Search code examples
apache-nifi

How can I get the csv file line content and save it to the database using NiFi processors?


See example scenario:

csv file content

john|doe|1
stacy|doe|2

database fields

fname | lname | list_index | raw_text

My objective is to ingest and save CSV file content to database using nifi processor. See sample output inserted in the database below including the record inserted in raw_text column.

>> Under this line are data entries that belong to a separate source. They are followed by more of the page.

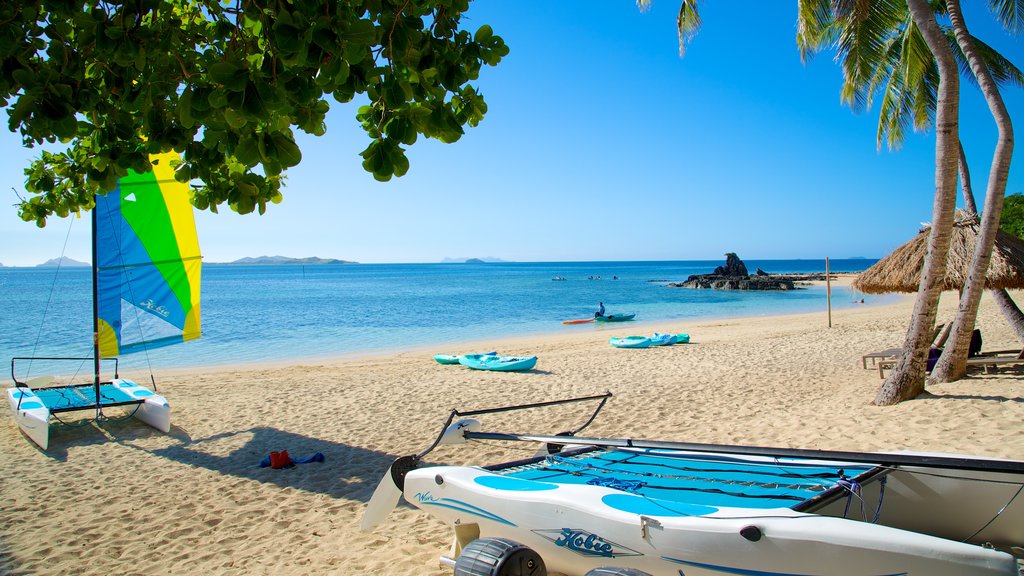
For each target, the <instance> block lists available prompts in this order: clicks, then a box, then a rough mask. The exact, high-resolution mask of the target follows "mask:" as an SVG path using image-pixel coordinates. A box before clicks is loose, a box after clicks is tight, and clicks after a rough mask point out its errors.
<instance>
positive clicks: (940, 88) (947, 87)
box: [873, 0, 959, 406]
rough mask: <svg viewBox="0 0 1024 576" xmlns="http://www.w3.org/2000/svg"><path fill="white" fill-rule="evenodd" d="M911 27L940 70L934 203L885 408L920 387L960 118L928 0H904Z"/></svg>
mask: <svg viewBox="0 0 1024 576" xmlns="http://www.w3.org/2000/svg"><path fill="white" fill-rule="evenodd" d="M906 4H907V7H908V8H909V9H910V14H911V16H912V17H913V23H914V25H915V26H916V27H918V28H919V29H920V30H921V32H922V35H923V36H924V38H925V42H926V43H927V44H928V47H929V49H930V50H931V52H932V54H933V55H934V56H935V58H936V61H937V63H938V68H939V89H938V93H937V96H938V106H937V109H936V117H935V203H934V205H933V207H932V231H931V233H930V235H929V238H928V254H927V255H926V256H925V268H924V270H923V271H922V274H921V285H920V287H919V288H918V299H916V301H915V302H914V305H913V315H912V316H911V318H910V327H909V328H908V329H907V334H906V340H905V341H904V342H903V354H902V356H900V358H899V360H897V362H896V366H895V367H894V368H893V370H892V372H890V373H889V377H888V378H886V381H885V382H884V383H883V384H882V387H881V388H879V392H878V394H877V395H876V397H874V401H873V403H874V404H877V405H879V406H889V405H892V404H897V403H899V402H902V401H904V400H909V399H911V398H914V397H915V396H918V395H920V394H921V393H923V392H924V390H925V367H926V364H927V362H928V347H929V344H930V343H931V338H930V337H931V335H932V334H931V332H932V327H933V326H935V314H936V308H937V307H938V303H939V294H940V292H941V290H942V279H943V278H944V277H945V275H946V257H947V255H948V253H949V237H950V234H951V232H952V223H953V210H954V209H955V207H956V160H957V153H956V150H957V148H956V147H957V142H958V133H957V128H958V126H957V124H958V122H959V111H958V108H959V77H958V76H957V75H958V71H957V69H956V63H955V60H953V53H952V50H951V48H950V47H949V44H947V43H946V41H945V38H944V37H943V36H942V32H941V31H939V25H938V23H936V22H935V15H934V13H933V12H932V10H931V7H930V6H929V4H928V0H907V2H906Z"/></svg>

 fname | lname | list_index | raw_text
  john | doe   |     1      | "john|doe|1 " 
 stacy | doe   |     2      | "stacy|doe|2"

Solution

  • If you need to do a lot of data customization then you can use ExecuteScript processor to do data manipulation, pipeline should be something like -

    ListFile -> FetchFile -> ExecuteScript -> PutDatabaseRecord

    Configure your ExecuteScript as below,

    Script Engine: python

    Script Body:

    from org.apache.commons.io import IOUtils
    from java.nio.charset import StandardCharsets
    from org.apache.nifi.processor.io import StreamCallback
    from org.apache.nifi.processors.script import ExecuteScript
    from org.python.core.util.FileUtil import wrap
    from io import StringIO
    import sys
    import os
    import datetime
    
    
    class PyStreamCallback(StreamCallback):
        def __init__(self):
            pass
    
        def process(self, inputStream, outputStream):
    
            with wrap(inputStream) as f:
                lines = f.readlines()
                updated_lines = []
                header_line = 'fname|lname|list_index|raw_text' + '\n'
                updated_lines.append(header_line)
                for line in lines:
                    updated_line = line.strip() + '|"' + line.strip() + '"' + '\n'
                    updated_lines.append(updated_line)
    
                with wrap(outputStream, 'w') as filehandle:
                    filehandle.writelines("%s" % line for line in updated_lines)
    
    flow_file = session.get()
    
    if flow_file:
        try:
            session.write(flow_file, PyStreamCallback())
            session.transfer(flow_file, ExecuteScript.REL_SUCCESS)
    
        except Exception as e:
            exc_type, exc_obj, exc_tb = sys.exc_info()
            fname = os.path.split(exc_tb.tb_frame.f_code.co_filename)[1]
            excp = str(exc_type) + str(fname)+ str(exc_tb.tb_lineno)
            attrMap = {'exception': str(excp)}
            flow_file = session.putAllAttributes(flow_file, attrMap)
            session.transfer(flow_file, ExecuteScript.REL_FAILURE)
    
    

    Configure PutDatabaseRecord accordingly.